Advertisement
TÜRKİYE EKONOMİSİ ABONE OL

ANKARA (A.A) - 11.10.2010 - Devlet Bakanı ve Başbakan Yardımcısı Ali Babacan, 'Bizim bu Orta Vadeli Programımız, geçen seneki orta vadeli programımızın devamı niteliğindedir. Yepyeni bir felsefe, yepyeni bir bakış açısı, politika değişikliği yoktur. Burada ne bir aşırı sıkılaştırma ne de gevşetme vardır. Tedrici olarak her yıl makul ölçülerde kamu açıklarının düşürülerek götürülmesini getirecek bir bakış açısı vardır'' dedi.

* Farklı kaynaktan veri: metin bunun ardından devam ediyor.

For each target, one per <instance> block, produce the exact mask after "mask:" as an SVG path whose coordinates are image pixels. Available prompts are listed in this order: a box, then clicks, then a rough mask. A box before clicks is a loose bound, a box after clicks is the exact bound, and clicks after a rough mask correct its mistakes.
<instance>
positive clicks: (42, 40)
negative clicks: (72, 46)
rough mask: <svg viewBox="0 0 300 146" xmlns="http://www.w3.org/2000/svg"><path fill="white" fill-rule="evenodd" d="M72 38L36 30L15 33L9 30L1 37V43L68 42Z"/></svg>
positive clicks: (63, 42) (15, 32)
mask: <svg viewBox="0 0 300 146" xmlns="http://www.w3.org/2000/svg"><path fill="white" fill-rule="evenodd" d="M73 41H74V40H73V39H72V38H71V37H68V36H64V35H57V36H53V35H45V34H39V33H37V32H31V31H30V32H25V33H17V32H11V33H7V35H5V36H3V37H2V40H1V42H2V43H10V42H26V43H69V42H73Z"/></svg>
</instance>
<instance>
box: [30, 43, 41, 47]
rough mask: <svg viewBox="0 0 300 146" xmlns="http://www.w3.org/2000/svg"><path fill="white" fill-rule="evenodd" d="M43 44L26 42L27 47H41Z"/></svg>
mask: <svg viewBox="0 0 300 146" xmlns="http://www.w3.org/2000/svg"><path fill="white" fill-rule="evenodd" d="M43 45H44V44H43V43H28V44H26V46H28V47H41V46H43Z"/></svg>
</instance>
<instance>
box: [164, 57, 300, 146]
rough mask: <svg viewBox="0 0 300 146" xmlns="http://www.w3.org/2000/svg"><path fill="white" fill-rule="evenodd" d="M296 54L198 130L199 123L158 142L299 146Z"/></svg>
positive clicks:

Orta Vadeli Program ve Orta Vadeli Mali Plan konusunda düzenlediği basın toplantısında konuşan Bakan Babacan, bu yıl merkezi yönetim bütçe açığının yüzde 4 civarında biteceğini tahmin ettiklerini, bu oranın ileriye doğru basamak basamak azalmaya devam edeceğini kaydetti.

Faiz dışı denge açısından da basamak basamak pozitif rakamlara ulaşmak istediklerini belirten Babacan, ''Öyle birden bire yüzde 2, 3, 5'lere faiz dışı denge noktasına çıkma niyetinde değiliz. Makul bir şekilde basamak basamak faiz dışı dengemizi daha pozitif rakamlara götürmek istiyoruz'' dedi.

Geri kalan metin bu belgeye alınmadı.